The guard bit his lip, then moved aside.

“Fine,”  He said, “But this doesn’t come back to me.  If your father asks, Earnest let you.”

“Earnest has been dead for a year.”  She said.

“Exactly.  And I’ll be dead tomorrow if he finds out it was me.”  He answered.

“Earnest it is,”  Airomem answered, and took up the center.  And she stared down the hallway, doors ajar down its length, dark stains covering the floor in increasing frequency the nearer they were to her.  Occasionally she would catch sight of a gaunt face, of cheeks tucked too far in to be healthy, and eyes sunk too far in to know hope.

And on her third month of guard, she saw one  emerge from around the corner and walk their way, his mouth ajar, his posture swaying with each step.  Behind him appeared ten other faces, each watching as he approached the door frame, edging closer from a distance with a knife tucked loose in his belt.

“Lone straggler,”  She said as the other gaurds jerked to attention, “Carrying no tribute, armed.  Approaching at thirty paces.  I’ve got this.”

“No,”  Said the guard accompanying her and pushing her to the side, “I’m afraid I cannot allow that.”

“Have the Lear grown so complacent that they send tiny girls to defend their borders?”  Shouted the straggler, now only ten paces away, as he cackled, “Come back out, little girl.  I wonder how you taste?  Not so gamey as my usual meals, but everyone knows that Lear taste the best!”  
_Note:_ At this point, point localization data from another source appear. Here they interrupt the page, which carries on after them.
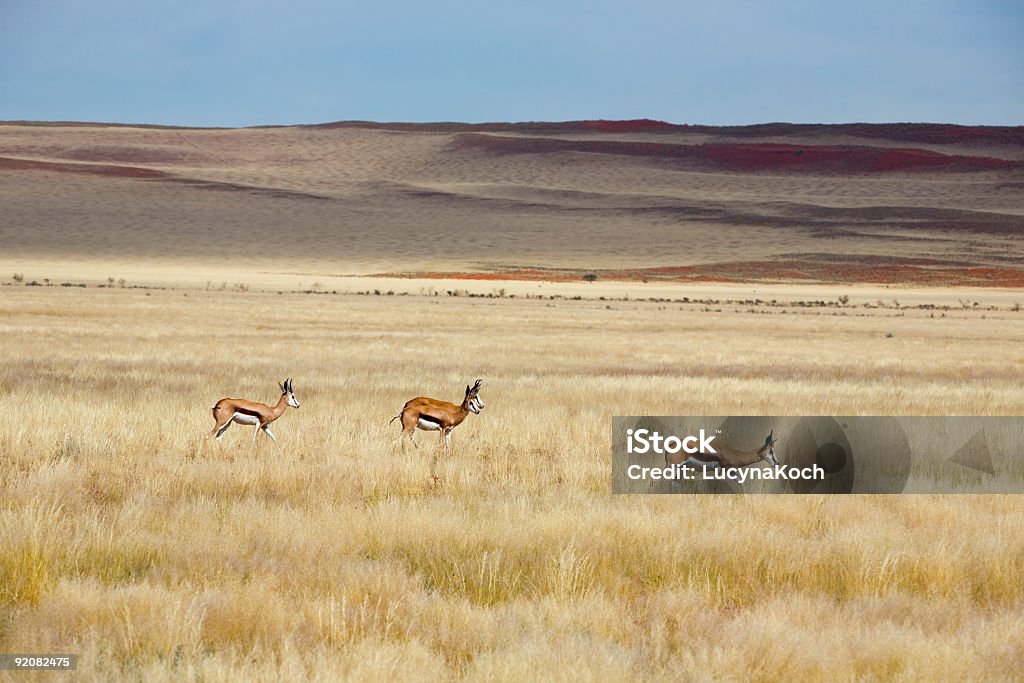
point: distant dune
(924, 204)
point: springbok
(430, 414)
(244, 412)
(726, 457)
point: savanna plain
(155, 555)
(615, 268)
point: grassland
(155, 556)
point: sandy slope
(359, 199)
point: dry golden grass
(126, 540)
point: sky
(223, 62)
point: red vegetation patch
(630, 126)
(752, 157)
(8, 164)
(861, 269)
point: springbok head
(473, 399)
(767, 452)
(286, 390)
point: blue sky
(733, 61)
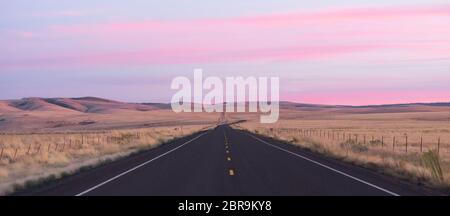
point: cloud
(326, 34)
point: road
(225, 161)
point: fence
(14, 146)
(387, 142)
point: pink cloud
(292, 37)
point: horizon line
(280, 101)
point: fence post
(29, 148)
(15, 154)
(439, 143)
(406, 146)
(421, 144)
He licked his lips as Airomem pushed herself to the front again, switching on the tasers, adapting a staggered stance.

“Not a step more!”  She shouted, “Or we will be forced to take action!”
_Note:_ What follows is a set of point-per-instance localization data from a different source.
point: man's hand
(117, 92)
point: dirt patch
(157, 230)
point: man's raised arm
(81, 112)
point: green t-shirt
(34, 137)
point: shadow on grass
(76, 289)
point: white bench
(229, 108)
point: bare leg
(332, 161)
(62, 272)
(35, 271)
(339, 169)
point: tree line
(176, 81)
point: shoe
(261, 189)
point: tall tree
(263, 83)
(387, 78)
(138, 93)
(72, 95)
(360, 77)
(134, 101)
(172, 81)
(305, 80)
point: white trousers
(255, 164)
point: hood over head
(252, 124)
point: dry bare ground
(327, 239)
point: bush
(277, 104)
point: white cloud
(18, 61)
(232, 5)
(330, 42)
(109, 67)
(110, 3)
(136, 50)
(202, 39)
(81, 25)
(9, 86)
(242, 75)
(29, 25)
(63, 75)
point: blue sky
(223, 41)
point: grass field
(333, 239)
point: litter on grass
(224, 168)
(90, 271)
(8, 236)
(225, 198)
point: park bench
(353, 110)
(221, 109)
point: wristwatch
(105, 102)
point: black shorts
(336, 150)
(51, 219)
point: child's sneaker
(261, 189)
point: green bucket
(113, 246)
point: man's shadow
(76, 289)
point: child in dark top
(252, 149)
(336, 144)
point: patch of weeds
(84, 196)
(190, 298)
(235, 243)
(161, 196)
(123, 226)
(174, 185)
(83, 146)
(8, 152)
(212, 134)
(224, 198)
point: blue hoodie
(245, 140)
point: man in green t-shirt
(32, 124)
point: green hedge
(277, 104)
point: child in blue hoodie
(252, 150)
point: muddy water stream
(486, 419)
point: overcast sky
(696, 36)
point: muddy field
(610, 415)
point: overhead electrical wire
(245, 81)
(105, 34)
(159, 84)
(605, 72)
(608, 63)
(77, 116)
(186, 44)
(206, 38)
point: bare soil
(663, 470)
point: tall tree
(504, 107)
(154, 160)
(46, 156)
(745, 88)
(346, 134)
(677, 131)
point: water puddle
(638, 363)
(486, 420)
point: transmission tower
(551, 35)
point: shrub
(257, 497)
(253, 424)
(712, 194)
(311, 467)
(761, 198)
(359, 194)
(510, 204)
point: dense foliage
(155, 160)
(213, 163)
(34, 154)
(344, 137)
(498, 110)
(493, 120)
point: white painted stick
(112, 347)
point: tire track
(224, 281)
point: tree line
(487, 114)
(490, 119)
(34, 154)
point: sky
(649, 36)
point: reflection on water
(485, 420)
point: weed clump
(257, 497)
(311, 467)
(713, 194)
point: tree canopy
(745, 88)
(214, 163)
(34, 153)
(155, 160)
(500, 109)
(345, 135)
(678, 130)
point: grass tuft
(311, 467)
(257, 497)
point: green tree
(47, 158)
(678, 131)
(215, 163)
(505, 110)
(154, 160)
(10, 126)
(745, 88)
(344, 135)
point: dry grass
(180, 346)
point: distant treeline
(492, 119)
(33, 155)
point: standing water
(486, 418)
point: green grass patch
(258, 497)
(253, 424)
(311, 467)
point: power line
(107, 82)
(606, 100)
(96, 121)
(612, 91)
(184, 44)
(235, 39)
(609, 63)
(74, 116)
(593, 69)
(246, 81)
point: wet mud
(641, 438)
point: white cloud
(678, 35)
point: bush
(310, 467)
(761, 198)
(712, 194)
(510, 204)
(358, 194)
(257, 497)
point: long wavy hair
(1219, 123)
“Not a step, not a step,”  Chanted the man, his arm muscles twitching as he danced forward, “Step.  Step.  Step.”

He leered as he slinked closer, the breath out of his mouth putrid even from a distance as Airomem’s arms stiffened, “I’ve been exiled, little girl, by my own people!  I have nothing to lose.  Figure I might as well get a last meal in!”

Then he darted forward, pulling his knife from his belt and slashing as he crossed the door frame.  And Airomem jammed both of her stun guns directly under his ribcage, turning the power to maximum.

He shot off the ground, his own legs propelling him as his clothing smoked, crashing against the ceiling before toppling down again, the faces at the end of the hall recoiling as he landed.  Airomem stepped over his body out into the hallway, her stun guns still burning bright, and her voice shouting.

“Let it be known!”  She said, the faces flinching as each word lashed across them, “That these doorways mark not only the entrance into Lear territory, but into death!  Let it be known that I am next in line for the crown, and I will tolerate no uprisings!  That I will bring darkness upon your lands, and burning light, until no plant grows and no child goes unhungry!  Let it be known that our tolerance for you has come to an end, and if you do not make peace, you will face far greater consequences!”

“Are you trying to start a war, princess?”  Hissed the guard as she cross over the border again, and they dragged the body away.

“It’s for their sake, as much as ours.”  She responded, “And we do not have much time left.”